Updated

The reverend and civil rights advocate who gave the benediction at President Obama’s inauguration suggested at a recent Obama re-election rally that he thinks white people are going to hell -- though he later said it was just a joke.

The Rev. Joseph Lowery spoke at a rally Saturday in Georgia. According to an account in the Monroe County Reporter, "Lowery said that when he was a young militant, he used to say all white folks were going to hell. Then he mellowed and just said most of them were.

"Now, he said, he is back to where he was," according to the newspaper.

"I don’t know what kind of a n----- wouldn’t vote with a black man running," he also told the audience in the St. James Baptist Church in Forsyth, Ga., according to the paper.

The 91-year-old Lowery, though, told an Atlanta-area TV station and the Daily Caller that the monologue was a joke and from the perspective of a young militant.

Lowery also said he made clear at the time that the comments -- at the event reportedly attended by hundreds of African Americans -- were intended as a joke.

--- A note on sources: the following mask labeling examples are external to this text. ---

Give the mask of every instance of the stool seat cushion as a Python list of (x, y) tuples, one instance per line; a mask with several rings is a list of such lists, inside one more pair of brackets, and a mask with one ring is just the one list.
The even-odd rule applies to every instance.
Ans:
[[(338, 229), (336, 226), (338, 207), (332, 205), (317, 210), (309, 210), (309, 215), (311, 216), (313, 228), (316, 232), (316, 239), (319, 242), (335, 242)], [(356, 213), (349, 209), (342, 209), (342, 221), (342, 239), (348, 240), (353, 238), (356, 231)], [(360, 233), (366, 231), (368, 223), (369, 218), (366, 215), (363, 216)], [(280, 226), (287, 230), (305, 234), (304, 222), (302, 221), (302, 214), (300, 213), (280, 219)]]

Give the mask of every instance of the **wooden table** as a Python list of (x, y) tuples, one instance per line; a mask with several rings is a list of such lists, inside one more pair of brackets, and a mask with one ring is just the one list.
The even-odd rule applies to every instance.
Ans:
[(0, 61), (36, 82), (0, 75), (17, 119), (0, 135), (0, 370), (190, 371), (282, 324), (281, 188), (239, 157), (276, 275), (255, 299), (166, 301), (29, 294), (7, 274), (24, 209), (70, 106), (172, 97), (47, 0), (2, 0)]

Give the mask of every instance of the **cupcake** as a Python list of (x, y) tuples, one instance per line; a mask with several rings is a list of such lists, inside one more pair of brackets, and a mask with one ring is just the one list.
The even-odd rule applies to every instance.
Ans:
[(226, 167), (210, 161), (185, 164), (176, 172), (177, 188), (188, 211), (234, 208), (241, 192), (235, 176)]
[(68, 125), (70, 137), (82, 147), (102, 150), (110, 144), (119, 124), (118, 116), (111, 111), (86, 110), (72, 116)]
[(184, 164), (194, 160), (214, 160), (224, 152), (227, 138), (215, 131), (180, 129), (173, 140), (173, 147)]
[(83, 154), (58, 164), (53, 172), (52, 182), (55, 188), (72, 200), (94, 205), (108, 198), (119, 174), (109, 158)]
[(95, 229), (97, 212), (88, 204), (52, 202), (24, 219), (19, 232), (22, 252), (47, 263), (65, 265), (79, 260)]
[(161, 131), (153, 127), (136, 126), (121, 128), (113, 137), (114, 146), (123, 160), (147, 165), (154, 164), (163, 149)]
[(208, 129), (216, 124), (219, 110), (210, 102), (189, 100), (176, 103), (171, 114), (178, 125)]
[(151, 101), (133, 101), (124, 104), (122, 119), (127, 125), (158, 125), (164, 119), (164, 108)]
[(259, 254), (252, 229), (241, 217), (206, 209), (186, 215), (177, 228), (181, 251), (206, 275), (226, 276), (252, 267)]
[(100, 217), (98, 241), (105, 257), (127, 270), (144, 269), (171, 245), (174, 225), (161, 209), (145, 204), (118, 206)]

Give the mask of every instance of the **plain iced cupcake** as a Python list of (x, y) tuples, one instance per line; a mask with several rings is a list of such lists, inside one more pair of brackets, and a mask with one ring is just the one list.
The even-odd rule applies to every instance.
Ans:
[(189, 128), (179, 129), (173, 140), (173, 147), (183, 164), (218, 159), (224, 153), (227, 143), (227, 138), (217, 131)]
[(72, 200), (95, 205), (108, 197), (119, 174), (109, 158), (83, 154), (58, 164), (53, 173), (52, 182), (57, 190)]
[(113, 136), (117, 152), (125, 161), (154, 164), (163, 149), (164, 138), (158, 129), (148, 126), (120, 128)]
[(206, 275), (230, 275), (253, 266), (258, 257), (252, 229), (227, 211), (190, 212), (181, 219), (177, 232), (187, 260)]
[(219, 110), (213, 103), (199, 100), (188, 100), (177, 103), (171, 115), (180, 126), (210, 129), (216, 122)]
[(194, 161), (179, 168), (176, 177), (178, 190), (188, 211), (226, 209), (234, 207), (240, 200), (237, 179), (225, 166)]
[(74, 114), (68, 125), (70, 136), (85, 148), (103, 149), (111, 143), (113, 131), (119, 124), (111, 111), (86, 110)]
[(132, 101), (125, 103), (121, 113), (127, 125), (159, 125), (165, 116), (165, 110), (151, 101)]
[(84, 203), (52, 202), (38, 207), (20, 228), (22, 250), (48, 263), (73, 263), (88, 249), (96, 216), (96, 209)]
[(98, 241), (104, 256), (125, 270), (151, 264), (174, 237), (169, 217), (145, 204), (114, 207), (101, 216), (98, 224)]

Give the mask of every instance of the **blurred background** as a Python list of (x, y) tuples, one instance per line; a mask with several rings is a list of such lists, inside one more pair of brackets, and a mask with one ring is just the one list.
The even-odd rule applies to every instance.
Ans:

Still, Forsyth Mayor John Howard said he was “pretty shocked” by the comments, according to the newspaper.

Lowery told the Daily Caller he doesn’t remember making the n-word comment.

“I never said that, I don’t remember saying that.”

Lowery was awarded the Presidential Medal of Freedom in 2009 by President Obama. His benediction in 2009 for Obama's inauguration included one racially charged, though somewhat whimsical, line.

He closed with the following passage: "Lord, in the memory of all the saints who from their labors rest, and in the joy of a new beginning, we ask you to help us work for that day when black will not be asked to get in back, when brown can stick around, when yellow will be mellow, when the red man can get ahead, man -- and when white will embrace what is right."